Tecnica di fine-tuning ultra-leggera: invece di aggiornare il modello, impari un "prompt virtuale" di soft token messo davanti all'input.

Il prompt tuning è una delle tecniche PEFT più estreme. Non aggiorni nessun peso del modello. Aggiungi un piccolo numero di "soft token" (vettori addestrabili nello spazio di embedding) all'inizio dell'input e impari solo quelli.

Confronto con il prompt normale:

  • Prompt manuale: scrivi parole come "Sei un esperto avvocato...". Il modello le converte in embedding fissi.
  • Prompt tuning: lasci che l'addestramento trovi gli embedding ottimali, anche se non corrispondono a parole reali. "Soft prompts" perché vivono nello spazio continuo.

Quanti parametri impari? Pochissimi:

  • 20 soft token x 4096 dimensioni = 81.920 parametri.
  • Vs LoRA con qualche milione, vs full fine-tuning con miliardi.

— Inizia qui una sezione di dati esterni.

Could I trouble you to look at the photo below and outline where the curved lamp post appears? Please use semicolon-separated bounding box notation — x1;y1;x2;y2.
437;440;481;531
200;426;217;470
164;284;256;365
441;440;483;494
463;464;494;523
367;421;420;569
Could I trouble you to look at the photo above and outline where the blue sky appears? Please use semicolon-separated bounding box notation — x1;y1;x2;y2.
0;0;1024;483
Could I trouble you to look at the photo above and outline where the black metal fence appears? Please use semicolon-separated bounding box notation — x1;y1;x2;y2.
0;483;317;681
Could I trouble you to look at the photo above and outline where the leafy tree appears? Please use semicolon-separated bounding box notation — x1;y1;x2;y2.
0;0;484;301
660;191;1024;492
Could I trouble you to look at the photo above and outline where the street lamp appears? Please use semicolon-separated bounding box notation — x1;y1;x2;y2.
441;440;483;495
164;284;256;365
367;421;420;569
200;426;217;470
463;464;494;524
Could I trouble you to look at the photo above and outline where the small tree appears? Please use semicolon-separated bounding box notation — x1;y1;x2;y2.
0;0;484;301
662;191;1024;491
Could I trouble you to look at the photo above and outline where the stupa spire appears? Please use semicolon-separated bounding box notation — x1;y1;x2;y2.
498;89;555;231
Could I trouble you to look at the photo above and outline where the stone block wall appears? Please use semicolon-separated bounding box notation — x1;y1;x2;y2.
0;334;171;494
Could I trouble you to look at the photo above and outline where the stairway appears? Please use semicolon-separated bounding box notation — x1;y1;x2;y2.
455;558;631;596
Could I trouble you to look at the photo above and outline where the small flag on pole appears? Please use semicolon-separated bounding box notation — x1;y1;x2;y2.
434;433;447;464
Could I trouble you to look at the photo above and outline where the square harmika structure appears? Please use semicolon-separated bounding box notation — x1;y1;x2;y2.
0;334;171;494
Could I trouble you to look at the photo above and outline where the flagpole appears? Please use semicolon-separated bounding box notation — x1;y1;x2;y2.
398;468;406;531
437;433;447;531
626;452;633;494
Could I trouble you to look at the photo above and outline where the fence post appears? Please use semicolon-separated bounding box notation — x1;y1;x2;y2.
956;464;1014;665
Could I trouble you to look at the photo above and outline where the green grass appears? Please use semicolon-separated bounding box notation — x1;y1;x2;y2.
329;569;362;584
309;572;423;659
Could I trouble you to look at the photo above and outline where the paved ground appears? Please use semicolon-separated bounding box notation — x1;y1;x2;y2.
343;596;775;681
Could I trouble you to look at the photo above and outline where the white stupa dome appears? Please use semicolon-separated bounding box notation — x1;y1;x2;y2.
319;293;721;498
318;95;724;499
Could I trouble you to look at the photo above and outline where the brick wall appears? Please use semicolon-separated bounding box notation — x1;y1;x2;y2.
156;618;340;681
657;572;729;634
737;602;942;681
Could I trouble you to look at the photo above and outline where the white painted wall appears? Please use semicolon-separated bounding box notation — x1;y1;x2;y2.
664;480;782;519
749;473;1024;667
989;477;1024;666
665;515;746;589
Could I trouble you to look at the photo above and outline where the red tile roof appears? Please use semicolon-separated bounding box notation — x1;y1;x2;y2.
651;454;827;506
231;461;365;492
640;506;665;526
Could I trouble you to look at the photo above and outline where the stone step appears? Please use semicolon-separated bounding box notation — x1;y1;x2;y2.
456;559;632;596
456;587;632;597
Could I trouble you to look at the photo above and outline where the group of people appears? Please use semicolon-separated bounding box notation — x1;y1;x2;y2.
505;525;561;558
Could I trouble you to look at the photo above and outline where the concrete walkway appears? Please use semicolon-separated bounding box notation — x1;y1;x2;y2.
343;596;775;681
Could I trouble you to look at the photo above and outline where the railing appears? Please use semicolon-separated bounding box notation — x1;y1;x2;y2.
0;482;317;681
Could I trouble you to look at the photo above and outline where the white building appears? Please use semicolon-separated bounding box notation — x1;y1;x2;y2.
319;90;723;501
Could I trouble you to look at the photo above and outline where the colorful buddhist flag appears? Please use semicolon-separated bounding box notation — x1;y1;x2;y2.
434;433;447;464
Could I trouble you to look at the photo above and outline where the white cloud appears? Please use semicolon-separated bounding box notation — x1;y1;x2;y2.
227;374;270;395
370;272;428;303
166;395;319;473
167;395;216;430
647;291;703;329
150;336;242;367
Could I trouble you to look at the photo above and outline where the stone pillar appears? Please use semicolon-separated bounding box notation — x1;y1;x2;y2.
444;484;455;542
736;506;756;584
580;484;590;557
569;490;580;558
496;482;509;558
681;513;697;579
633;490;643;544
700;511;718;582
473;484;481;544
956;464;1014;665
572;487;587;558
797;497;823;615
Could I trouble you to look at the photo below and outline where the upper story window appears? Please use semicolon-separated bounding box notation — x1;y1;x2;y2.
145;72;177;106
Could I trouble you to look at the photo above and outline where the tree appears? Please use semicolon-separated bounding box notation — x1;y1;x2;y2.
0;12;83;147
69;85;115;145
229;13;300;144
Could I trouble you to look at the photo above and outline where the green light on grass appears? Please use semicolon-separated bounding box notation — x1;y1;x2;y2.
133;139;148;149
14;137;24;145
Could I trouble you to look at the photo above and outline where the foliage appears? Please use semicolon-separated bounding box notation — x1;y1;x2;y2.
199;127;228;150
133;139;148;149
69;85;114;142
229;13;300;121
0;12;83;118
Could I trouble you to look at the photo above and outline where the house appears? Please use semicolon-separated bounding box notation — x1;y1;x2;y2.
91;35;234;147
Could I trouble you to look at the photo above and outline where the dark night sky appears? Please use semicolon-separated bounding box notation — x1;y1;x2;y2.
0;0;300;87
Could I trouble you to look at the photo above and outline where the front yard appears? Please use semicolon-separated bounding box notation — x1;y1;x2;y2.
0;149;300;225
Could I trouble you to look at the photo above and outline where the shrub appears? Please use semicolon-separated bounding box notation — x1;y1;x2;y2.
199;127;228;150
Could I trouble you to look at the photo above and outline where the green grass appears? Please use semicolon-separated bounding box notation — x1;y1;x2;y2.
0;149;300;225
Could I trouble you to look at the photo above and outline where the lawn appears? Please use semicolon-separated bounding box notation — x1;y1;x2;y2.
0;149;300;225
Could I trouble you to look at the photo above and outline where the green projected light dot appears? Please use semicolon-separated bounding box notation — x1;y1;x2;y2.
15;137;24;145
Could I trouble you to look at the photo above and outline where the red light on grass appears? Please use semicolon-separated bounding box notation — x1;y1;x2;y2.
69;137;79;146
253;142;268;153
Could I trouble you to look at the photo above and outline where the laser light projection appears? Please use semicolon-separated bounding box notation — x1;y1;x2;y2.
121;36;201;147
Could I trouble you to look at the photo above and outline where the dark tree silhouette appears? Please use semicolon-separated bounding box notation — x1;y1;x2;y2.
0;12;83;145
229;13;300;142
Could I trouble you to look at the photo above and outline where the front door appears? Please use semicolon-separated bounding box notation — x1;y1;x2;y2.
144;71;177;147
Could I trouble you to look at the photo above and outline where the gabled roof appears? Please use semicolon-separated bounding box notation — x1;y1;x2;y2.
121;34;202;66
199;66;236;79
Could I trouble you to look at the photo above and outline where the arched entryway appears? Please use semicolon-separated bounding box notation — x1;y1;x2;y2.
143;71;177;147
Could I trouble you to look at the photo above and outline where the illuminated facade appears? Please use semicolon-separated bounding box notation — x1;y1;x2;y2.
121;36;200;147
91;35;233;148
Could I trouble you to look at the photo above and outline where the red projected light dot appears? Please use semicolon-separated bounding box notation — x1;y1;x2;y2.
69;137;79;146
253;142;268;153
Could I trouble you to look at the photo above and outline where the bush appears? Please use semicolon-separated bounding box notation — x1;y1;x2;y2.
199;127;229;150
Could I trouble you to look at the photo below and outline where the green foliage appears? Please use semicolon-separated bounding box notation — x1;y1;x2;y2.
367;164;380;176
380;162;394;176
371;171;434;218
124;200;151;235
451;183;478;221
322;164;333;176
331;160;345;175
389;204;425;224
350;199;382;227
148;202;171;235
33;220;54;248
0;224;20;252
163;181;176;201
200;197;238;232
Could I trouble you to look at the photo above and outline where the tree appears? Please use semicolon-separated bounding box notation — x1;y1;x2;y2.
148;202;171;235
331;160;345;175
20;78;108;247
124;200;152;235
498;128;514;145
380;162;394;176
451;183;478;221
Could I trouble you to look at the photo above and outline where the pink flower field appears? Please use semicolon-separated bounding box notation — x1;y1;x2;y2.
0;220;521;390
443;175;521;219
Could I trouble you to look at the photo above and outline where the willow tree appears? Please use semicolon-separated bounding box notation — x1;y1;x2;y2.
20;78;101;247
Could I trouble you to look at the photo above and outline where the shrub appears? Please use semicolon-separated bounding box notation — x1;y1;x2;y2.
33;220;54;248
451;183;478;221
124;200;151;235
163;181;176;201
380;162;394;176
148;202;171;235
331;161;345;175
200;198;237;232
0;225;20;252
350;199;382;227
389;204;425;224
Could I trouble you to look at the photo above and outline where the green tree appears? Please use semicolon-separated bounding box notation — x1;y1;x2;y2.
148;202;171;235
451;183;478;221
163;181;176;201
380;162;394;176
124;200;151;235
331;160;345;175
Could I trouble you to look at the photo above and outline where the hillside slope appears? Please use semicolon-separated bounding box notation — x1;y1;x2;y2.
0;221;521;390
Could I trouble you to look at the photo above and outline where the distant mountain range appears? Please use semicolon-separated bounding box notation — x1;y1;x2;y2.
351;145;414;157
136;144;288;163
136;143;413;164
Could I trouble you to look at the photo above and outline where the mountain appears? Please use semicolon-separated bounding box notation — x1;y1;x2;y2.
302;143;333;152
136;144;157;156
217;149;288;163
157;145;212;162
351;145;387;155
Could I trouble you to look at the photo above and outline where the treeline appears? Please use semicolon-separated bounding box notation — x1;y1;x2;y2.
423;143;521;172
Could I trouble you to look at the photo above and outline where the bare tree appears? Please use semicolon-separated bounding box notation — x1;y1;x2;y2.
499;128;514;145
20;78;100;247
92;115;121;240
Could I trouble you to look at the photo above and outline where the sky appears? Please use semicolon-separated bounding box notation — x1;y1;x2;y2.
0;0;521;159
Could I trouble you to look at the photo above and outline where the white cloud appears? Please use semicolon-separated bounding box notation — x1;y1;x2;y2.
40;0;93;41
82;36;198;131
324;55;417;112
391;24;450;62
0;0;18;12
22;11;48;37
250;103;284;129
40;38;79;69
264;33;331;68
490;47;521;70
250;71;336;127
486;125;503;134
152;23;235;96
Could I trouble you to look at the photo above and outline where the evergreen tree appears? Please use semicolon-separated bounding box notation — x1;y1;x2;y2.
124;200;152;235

Risultati: il paper originale di Google (Lester et al. 2021) mostra che con modelli abbastanza grandi (10B+), prompt tuning raggiunge la qualità del full fine-tuning su molti task. Con modelli piccoli, perde più terreno.

Vantaggi:

  • Estremamente economico: pochi parametri, training rapidissimo.
  • Multi-task perfetto: per ogni task, un set di soft prompt. Cambi prompt, cambi task. Un modello base, mille comportamenti.
  • Storage minimo: pochi KB per task.

Limiti:

  • Funziona meglio con modelli grossi: sotto i 10B di parametri, perde contro LoRA.
  • Meno potente: limita la capacità di adattamento perché tocca solo l'input.
  • Difficile da debug: i soft prompt non sono leggibili.

Varianti:

  • P-Tuning v2: aggiunge soft prompt a tutti i layer, non solo all'input. Più potente.
  • Prefix tuning: simile, ma con architettura leggermente diversa.

Caso d'uso pratico: hai un singolo modello base servito a tanti utenti, ognuno con preferenze diverse. Memorizzi un prompt soft per utente. Carichi quello al volo. Personalizzazione enterprise senza moltiplicare i modelli.